Investing in the shares of companies listed on the FTSE 100 has proven to be an ideal way to start generating passive income. Over time, this can eventually deliver me a second income of £10,000 or more.
Admittedly, it’s more difficult to save money to invest at the moment due to the rise in the cost of living. And winter is on the way, with our homes needing to be heated, which certainly isn’t cheap nowadays.
But if I want to build a substantial passive income stream, then I’m going to have to put my money to work somewhere. Here’s how I’d do this by building a portfolio of high-quality Footsie stocks.
Spending less than I earn
Unfortunately, the concept of living frugally sometimes attracts a bad reputation. That’s because it often gets conflated with living a Spartan existence devoid of any creature comforts.
But in my eyes, it simply means living within my means. I can still enjoy occasional luxuries.
More specifically, though, it means spending less than I earn so that I can put together a monthly savings amount, whether that’s £500, £1,000, or more.
For me, I think an amount between those two figures — say £750 — is realistic and could be a useful milestone to aim for.
Saving £750 each month would mean being able to invest £9,000 annually.
Choosing solid FTSE 100 shares
There are many high-quality FTSE 100 stocks I can choose from today. But I’d start with world-class companies that have a long history of growing their dividends and underlying value.
One good example here would be BAE Systems (LSE: BA.). As the world sadly becomes more unstable with multiple wars, governments are upping their military budgets. And many are increasingly turning to large defence contractors like BAE.
The company’s order backlog stood at a record £66.2bn at the end of June. That was before the Middle East erupted into conflict again.
While BAE has increased its dividend payout for decades, it currently only yields 2.5%.

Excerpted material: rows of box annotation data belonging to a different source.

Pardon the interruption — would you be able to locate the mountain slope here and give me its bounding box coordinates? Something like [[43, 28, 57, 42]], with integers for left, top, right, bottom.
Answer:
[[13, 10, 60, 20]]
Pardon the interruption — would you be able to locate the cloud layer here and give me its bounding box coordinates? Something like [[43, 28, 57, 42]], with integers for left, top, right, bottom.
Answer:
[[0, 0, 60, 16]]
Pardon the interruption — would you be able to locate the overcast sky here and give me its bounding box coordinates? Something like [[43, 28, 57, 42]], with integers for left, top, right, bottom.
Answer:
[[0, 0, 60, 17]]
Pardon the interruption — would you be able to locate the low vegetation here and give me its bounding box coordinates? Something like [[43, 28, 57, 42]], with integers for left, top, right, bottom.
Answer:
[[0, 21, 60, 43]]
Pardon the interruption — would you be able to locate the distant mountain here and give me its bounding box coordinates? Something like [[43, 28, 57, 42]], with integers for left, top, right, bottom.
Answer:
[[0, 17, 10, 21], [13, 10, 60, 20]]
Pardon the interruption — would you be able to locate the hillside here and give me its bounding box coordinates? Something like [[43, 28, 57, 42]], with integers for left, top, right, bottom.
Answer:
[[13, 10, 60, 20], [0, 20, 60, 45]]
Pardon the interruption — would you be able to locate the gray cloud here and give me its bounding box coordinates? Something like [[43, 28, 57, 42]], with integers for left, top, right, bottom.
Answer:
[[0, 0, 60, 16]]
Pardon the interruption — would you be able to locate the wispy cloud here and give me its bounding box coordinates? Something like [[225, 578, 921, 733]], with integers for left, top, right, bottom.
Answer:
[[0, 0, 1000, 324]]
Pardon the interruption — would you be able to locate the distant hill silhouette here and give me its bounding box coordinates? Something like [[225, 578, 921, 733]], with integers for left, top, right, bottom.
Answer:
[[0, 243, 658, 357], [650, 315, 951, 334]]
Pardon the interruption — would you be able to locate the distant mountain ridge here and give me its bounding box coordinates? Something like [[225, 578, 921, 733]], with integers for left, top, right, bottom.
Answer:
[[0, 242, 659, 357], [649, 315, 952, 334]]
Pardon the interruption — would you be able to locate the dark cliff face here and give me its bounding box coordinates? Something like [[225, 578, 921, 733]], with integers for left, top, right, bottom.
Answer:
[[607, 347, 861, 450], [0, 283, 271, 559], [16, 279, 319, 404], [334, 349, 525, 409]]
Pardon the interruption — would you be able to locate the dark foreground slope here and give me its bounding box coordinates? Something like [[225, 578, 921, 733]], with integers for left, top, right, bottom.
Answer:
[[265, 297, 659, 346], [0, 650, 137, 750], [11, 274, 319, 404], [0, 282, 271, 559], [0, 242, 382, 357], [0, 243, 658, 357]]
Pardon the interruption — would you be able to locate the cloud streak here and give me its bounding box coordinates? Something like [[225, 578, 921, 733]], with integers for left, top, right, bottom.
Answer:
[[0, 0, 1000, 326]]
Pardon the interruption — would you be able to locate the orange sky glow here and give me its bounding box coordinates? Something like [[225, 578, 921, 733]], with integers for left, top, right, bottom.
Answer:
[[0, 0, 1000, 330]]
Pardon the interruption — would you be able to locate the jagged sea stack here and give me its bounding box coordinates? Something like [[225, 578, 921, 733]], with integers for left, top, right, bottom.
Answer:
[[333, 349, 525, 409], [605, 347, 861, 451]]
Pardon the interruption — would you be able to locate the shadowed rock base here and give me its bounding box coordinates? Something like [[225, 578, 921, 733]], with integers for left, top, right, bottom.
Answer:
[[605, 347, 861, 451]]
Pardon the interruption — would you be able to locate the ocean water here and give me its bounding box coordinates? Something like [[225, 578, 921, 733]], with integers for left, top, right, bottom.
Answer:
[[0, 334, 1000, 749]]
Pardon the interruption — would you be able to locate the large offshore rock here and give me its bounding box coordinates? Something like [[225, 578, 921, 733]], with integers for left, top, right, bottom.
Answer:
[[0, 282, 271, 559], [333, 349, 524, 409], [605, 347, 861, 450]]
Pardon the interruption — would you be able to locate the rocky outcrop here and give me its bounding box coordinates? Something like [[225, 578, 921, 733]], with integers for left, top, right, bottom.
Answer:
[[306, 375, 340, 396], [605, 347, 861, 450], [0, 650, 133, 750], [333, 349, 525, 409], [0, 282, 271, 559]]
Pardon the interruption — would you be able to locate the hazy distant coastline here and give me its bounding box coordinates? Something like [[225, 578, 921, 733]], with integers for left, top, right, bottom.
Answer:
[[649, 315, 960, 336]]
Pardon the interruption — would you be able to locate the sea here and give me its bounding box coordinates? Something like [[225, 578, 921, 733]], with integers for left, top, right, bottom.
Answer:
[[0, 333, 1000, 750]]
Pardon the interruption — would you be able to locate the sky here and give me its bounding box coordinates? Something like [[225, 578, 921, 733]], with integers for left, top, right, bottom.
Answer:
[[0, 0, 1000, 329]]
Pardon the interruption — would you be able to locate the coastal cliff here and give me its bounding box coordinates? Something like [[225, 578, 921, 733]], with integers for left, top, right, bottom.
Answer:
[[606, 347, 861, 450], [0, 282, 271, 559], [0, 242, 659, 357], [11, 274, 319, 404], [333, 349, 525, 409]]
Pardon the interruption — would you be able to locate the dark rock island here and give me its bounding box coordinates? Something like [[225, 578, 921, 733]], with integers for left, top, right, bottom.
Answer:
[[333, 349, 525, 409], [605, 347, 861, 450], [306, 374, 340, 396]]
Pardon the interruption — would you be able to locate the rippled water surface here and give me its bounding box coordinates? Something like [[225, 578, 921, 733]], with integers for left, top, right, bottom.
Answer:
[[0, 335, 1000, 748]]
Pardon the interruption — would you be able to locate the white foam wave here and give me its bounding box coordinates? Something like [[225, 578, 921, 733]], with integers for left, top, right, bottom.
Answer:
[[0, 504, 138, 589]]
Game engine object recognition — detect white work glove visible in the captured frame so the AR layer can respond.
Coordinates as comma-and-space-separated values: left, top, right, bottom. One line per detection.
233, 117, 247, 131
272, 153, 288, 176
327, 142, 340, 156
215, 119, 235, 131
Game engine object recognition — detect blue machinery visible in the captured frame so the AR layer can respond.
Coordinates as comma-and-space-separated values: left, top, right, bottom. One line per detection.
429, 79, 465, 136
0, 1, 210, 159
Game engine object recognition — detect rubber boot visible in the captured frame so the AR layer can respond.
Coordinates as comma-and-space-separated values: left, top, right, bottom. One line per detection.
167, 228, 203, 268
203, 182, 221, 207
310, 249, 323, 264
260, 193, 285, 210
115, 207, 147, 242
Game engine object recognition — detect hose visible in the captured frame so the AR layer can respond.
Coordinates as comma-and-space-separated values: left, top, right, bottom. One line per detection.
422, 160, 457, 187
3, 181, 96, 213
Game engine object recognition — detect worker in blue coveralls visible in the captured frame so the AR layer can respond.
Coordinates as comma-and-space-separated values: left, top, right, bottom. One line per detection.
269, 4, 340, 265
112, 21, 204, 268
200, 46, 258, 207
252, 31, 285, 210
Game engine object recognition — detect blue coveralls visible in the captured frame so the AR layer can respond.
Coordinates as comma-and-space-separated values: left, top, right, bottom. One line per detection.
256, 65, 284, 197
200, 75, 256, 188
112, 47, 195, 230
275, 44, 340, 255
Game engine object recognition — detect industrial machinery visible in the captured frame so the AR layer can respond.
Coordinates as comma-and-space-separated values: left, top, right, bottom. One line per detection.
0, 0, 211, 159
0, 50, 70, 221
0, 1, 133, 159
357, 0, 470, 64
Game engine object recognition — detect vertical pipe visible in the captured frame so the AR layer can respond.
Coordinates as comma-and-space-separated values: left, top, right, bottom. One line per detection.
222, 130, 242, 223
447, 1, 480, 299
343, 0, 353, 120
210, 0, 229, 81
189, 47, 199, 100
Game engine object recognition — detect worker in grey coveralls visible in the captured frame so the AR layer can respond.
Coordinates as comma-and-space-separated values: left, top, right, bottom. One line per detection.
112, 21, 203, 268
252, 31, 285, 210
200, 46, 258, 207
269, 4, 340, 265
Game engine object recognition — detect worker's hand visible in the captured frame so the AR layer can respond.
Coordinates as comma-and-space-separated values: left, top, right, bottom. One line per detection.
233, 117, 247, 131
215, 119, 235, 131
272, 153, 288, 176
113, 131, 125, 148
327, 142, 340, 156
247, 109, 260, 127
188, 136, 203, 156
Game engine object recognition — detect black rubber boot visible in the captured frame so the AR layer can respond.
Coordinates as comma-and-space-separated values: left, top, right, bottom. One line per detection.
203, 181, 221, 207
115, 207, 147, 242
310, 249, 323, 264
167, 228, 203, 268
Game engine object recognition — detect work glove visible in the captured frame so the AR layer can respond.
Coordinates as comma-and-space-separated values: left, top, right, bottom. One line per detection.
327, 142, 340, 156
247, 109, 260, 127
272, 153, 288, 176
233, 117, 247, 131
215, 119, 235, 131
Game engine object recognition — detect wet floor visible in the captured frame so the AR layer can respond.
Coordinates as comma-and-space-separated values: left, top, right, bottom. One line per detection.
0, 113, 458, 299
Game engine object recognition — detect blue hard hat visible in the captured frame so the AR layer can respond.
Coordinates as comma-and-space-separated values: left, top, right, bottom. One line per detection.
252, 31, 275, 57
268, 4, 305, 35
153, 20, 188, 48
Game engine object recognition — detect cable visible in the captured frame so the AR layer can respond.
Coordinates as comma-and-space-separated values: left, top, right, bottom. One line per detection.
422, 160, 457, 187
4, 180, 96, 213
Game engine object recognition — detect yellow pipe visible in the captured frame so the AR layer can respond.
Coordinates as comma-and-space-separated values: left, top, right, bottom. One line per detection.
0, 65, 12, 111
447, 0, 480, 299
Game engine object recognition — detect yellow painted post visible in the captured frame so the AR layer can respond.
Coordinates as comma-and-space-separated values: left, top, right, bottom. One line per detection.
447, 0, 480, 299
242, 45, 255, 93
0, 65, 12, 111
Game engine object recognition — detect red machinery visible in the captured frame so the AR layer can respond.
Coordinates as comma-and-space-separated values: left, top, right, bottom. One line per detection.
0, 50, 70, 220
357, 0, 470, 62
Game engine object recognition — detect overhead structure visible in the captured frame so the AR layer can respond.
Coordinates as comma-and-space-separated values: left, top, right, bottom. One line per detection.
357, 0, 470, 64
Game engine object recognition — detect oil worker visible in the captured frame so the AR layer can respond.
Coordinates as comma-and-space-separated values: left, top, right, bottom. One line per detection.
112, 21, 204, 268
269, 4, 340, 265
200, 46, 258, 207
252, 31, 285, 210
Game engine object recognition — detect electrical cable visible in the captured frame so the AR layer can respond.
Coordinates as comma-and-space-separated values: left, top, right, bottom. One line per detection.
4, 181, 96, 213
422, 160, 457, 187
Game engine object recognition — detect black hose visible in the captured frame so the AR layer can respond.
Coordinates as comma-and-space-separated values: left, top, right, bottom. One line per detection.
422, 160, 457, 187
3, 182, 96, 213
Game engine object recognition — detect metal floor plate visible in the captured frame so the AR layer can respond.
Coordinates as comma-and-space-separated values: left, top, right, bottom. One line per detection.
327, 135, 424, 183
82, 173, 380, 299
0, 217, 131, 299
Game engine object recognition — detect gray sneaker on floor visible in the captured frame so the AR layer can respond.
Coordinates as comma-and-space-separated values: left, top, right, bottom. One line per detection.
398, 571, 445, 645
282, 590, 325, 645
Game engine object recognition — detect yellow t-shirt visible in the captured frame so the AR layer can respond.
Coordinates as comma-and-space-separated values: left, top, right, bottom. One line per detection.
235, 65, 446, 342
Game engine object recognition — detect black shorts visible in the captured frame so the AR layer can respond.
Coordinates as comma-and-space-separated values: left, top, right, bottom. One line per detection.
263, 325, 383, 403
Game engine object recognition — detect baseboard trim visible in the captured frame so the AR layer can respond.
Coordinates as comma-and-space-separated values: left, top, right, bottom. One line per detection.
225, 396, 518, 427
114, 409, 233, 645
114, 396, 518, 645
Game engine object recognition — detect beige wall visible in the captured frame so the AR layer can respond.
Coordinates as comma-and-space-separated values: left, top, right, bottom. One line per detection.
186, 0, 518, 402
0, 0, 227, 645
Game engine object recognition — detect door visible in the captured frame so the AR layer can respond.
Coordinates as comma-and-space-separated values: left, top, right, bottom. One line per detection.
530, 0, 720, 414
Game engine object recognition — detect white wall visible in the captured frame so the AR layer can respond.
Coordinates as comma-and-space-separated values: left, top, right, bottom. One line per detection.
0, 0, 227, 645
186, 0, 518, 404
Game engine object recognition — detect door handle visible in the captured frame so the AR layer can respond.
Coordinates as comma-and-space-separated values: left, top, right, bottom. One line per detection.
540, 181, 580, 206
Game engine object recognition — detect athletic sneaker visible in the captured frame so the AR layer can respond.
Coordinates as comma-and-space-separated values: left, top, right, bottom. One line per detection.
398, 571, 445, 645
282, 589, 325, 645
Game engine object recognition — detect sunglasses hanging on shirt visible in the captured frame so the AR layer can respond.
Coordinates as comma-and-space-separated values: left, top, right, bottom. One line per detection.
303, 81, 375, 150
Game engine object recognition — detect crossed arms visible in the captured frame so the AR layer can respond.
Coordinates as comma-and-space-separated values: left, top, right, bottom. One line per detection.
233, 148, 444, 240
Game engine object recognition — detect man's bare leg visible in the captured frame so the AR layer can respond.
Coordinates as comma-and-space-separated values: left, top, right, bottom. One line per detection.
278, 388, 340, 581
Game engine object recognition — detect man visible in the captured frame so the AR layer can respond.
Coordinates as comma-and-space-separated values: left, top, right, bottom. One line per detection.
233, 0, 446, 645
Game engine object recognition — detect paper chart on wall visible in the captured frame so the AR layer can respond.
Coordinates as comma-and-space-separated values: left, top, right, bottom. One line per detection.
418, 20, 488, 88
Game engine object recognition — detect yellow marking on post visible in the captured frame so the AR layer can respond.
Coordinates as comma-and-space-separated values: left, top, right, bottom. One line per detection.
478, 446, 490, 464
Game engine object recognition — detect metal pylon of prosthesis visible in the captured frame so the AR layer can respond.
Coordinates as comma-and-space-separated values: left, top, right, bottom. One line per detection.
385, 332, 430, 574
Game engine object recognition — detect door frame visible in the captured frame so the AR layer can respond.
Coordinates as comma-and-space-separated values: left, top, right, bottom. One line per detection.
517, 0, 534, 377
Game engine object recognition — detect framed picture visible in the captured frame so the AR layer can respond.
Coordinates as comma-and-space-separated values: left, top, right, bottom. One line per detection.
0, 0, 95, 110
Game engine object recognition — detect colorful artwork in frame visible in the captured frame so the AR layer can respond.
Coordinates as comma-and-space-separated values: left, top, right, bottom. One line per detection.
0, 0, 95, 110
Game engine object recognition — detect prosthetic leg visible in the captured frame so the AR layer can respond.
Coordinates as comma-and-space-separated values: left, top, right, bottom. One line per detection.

However, it’s important to remember that this is a starting dividend yield. If the company can keep growing its earnings and payouts, then the yield relative to what I paid for my shares could grow from 2.5% to 3%, then 3.5%, 4%, and so on.
Additionally, I’d invest in some high-yield dividend shares to build out a diversified portfolio. This is crucial to minimise the impact of unexpected dividend cuts and share price declines.
BAE shares could fall if, for example, investors start to worry that the elevated level of military spending isn’t sustainable.
How quickly could I get to £10k in passive income?
Now, let’s assume I put £750 a month into FTSE 100 shares, reinvested my dividends, and achieved an average return of 7% a year. That return isn’t guaranteed, of course, but it’s the ballpark long-term average for the Footsie.
In this scenario, due to the power of compounding, my portfolio would reach a value of about £146,600 after 11 years.
If I then switched entirely to dividend stocks collectively yielding 7%, I’d have reached my £10,500 a year passive income target. The same principle of diversification would still apply though, with my portfolio invested in a wide range of companies to reduce the chance of underperformance.